Backpropagation through time when to do .backward()?

bkoyuncu · December 12, 2019, 3:43pm

So I am training a convLSTM network, however, I decided to check if BPTT differs in results when it is called on a cumulative loss or on each individual loss object. I experimented on the gradient over the weight w1 and it not exactly the same in two cases. Code is below, anyone can comment on that difference

import torch
import torch.nn as nn
from torch.autograd import Variable
import numpy

w1 = torch.nn.Parameter(torch.tensor(([[1,2],[4,1]]),dtype=torch.float))
x = torch.nn.Parameter(torch.tensor(([[1,5],[4,5]]),dtype=torch.float),requires_grad=False)
y = torch.nn.Parameter(torch.tensor(([[2,7],[3,4]]),dtype=torch.float),requires_grad=False)
loss_fn = torch.nn.MSELoss(reduction='mean')

t= 20

#initial grad
print(w1.grad)

#case 1 call backward outside of the loop on a cumulative loss
loss = 0
x1=x.clone()
for i in range(t):
  y_pred = w1.mm(x1)
  loss += loss_fn(y_pred, y)
  print(i, loss_fn(y_pred, y).item())
  x1= y_pred.detach()
loss.backward()

case1 = (w1.grad).data

#reset grad of w1
w1.grad= None

#case two : backward in the loop
loss = 0
x1=x.clone()
for i in range(t):
  y_pred = w1.mm(x1)
  loss += loss_fn(y_pred, y)
  loss_fn(y_pred, y).backward(retain_graph=True)
  print(i, loss_fn(y_pred, y).item())
  x1= y_pred.detach()

case2 = (w1.grad).data

print(torch.all(torch.eq(case1, case2))) #this gives false
numpy.isclose(case1, case2) #this gives true, they are close but not same

albanD · December 12, 2019, 3:51pm

Hi,

Please avoid using .data. Not sure why you use it here as w1.grad does not require gradient. If you want a copy, you need .clone().

These gradients are expected to be close but not equal I’m afraid.
Floating point operations are not exact and can differ based on their order. Here when you backward every time or if you sum the result and then do one backward, you will perform all operations in different orders.

bkoyuncu · December 12, 2019, 4:15pm

@albanD thanks so much. I also thought that it may be because of the floating points since gradient gets too large in this particular example.
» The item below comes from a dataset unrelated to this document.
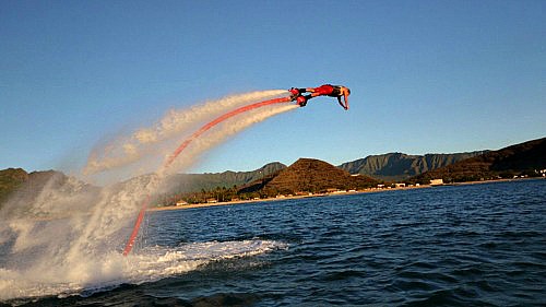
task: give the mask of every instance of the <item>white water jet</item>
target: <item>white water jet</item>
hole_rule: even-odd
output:
[[[97,163],[104,169],[116,170],[129,160],[139,162],[151,154],[166,156],[175,147],[174,135],[187,137],[192,132],[183,130],[183,127],[199,127],[204,120],[251,103],[257,97],[261,99],[285,92],[250,93],[221,99],[218,105],[209,103],[186,111],[169,113],[154,129],[141,129],[127,139],[130,142],[119,144],[127,153],[120,161],[110,164],[106,158]],[[295,108],[295,105],[271,105],[237,115],[193,140],[170,168],[159,168],[154,175],[136,177],[100,190],[87,190],[86,185],[70,177],[60,182],[51,179],[32,202],[24,197],[11,199],[0,208],[0,302],[16,297],[78,294],[123,282],[139,283],[163,278],[165,272],[193,270],[214,259],[274,248],[270,246],[275,246],[274,243],[266,243],[265,247],[253,244],[239,246],[236,243],[229,246],[234,250],[221,246],[224,252],[214,256],[206,253],[211,246],[205,244],[200,247],[204,249],[201,252],[207,256],[199,259],[191,258],[186,249],[143,250],[143,255],[129,257],[122,257],[120,252],[144,198],[164,189],[164,176],[189,167],[199,155],[235,133]],[[175,118],[175,114],[180,118]],[[189,122],[189,119],[194,121]],[[102,151],[107,153],[115,145],[110,144]],[[95,172],[97,169],[100,167]],[[153,264],[166,258],[176,259],[168,267]]]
Since I wanted to compare numeric values I used .data. I will also consider your other advices, so the conclusion is they are same right?

albanD · December 12, 2019, 4:21pm

.data is not a thing anymore since we removed Variables. It still does things but mostly buggy things so you should avoid it

the conclusion is they are same right ?

They are as close as we can get them. So here yes they are “the same” up to floating point precision.